Goldenshield From United States of America, joined Jan 2001, 6170 posts, RR: 13
Reply 1, posted (14 years 3 weeks 6 days 12 hours ago) and read 2695 times:
could be every flight, could be just the every other one... it depends on the load and time that is allowed to turn the aircraft. Also, the next station in line, and how far away it is determines the fuel required. the ONT-PHX-ABQ run, they load up 35,000 or so pound of fuel to run both legs. but delays can occure, so if the aircraft is low on fuel at the next downline station, then fueling is mandatory.
Two all beef patties, special sauce, lettuce, cheese, pickles, onions on a sesame seed bun.
Rick767 From United Kingdom, joined Jan 2000, 2662 posts, RR: 50
Reply 2, posted (14 years 3 weeks 6 days 9 hours ago) and read 2679 times:
In our operations (Uk Charter 757/767) we typically refuel on every leg. We do tanker fuel, however, to places like the Canary Islands due to the high relative cost of fuel at the destination.
Typically in this case we load enough fuel to plan a landing at MLW. This does not remove the requirement to refuel for the return trip, but means we need to upload less fuel (at the higher cost) since we still have a lot of (cheaper) fuel on board.
The penalty is increased weight on the outbound flight so some of the tankered fuel will be burned purely to carry it. On the 757 every 1,000kg more fuel loaded increases fuel burn by about 50kg/hr.
So there is a formula the dispatchers use to calculate the optimum amount of fuel to tanker based on trip length and relative fuel cost at the destination, to achieve the minimum trip cost.
I used to love the smell of Jet-A in the morning...
OPNLguy From , joined Dec 1969, posts, RR:
Reply 3, posted (14 years 3 weeks 6 days 3 hours ago) and read 2649 times:
>>>the ONT-PHX-ABQ run, they load up 35,000 or so pound of fuel to run both legs.
Pull this on a 737, and you're going to be arriving in ABQ with about 25,000 fuel aboard, which (depending upon what model of 737 and the ABQ temperature is) will very likely leave you overweight for either performance-limited landing weights, or maximum quick-turn landing weights.

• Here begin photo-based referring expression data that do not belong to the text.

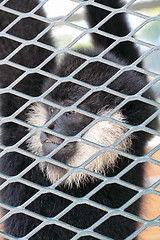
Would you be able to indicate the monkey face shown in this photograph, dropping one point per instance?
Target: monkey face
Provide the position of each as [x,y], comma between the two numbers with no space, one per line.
[66,131]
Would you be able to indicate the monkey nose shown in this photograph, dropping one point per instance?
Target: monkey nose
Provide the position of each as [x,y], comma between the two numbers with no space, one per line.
[44,138]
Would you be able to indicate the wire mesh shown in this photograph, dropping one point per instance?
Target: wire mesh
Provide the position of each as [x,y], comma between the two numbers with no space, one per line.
[109,212]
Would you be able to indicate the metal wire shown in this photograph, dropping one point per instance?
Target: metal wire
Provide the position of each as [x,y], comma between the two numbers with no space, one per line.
[143,127]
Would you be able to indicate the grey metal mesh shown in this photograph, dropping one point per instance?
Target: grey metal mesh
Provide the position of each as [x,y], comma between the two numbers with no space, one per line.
[143,127]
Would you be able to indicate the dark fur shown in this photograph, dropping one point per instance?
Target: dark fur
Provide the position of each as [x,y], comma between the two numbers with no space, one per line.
[12,163]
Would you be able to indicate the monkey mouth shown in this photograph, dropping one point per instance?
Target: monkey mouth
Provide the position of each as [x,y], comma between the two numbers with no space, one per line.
[52,140]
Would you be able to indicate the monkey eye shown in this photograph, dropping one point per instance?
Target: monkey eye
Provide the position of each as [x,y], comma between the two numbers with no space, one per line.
[72,112]
[51,111]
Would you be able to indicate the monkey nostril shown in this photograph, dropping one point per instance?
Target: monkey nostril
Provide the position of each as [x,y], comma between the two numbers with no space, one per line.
[51,127]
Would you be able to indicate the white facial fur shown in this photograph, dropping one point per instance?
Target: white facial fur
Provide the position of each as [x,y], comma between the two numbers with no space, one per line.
[103,133]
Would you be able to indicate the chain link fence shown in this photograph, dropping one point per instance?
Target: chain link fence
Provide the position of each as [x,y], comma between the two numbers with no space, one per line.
[29,99]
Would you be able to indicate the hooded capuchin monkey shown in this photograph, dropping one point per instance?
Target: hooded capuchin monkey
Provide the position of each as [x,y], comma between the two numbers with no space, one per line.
[76,127]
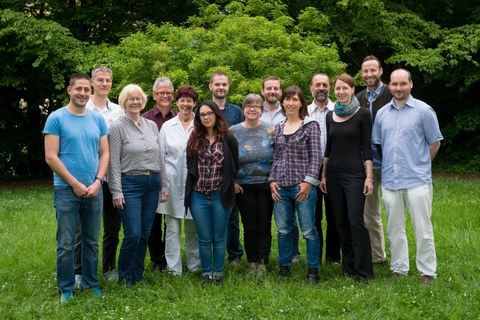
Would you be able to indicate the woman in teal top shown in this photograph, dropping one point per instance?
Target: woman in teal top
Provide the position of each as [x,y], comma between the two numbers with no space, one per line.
[253,198]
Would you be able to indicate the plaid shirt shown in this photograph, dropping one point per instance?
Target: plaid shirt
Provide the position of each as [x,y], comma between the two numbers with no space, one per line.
[298,159]
[210,169]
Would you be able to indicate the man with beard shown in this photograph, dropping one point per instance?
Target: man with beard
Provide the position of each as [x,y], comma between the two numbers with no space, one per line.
[219,86]
[408,136]
[76,149]
[102,85]
[161,113]
[373,97]
[271,92]
[318,109]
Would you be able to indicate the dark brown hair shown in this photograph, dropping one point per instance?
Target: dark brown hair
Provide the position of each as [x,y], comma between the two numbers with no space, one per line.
[198,139]
[345,78]
[186,91]
[290,92]
[371,57]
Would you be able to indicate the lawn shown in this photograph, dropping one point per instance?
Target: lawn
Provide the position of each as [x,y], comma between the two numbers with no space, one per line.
[28,289]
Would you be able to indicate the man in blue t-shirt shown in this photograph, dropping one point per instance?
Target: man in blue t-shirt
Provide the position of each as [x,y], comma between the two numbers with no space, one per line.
[76,149]
[219,86]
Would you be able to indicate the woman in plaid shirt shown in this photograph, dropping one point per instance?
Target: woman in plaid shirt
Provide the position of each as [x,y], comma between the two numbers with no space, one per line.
[212,162]
[296,166]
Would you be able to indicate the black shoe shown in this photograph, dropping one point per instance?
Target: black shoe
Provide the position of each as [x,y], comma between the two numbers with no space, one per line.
[217,280]
[312,276]
[284,271]
[159,267]
[206,279]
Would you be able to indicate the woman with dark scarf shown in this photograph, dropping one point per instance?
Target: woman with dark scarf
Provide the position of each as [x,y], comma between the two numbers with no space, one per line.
[347,176]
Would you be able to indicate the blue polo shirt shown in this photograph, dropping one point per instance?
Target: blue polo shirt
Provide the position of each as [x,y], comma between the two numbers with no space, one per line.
[233,114]
[405,135]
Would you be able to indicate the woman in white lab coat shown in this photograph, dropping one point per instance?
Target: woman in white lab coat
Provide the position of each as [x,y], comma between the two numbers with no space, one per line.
[173,144]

Bottom-line: Thou must watch thy tankering fuel into "hot-and-high" airports, lest thou sitteth eons awaiting to defuel...
Otherwise, Rick said it all... FYI, "fuelstops" are really another thing, defined as planning to go ABC-XYZ on a scheduled flight and it can't make it non-stop for some reason (high payloads, etc.), and you have to "fuelstop" someplace in between.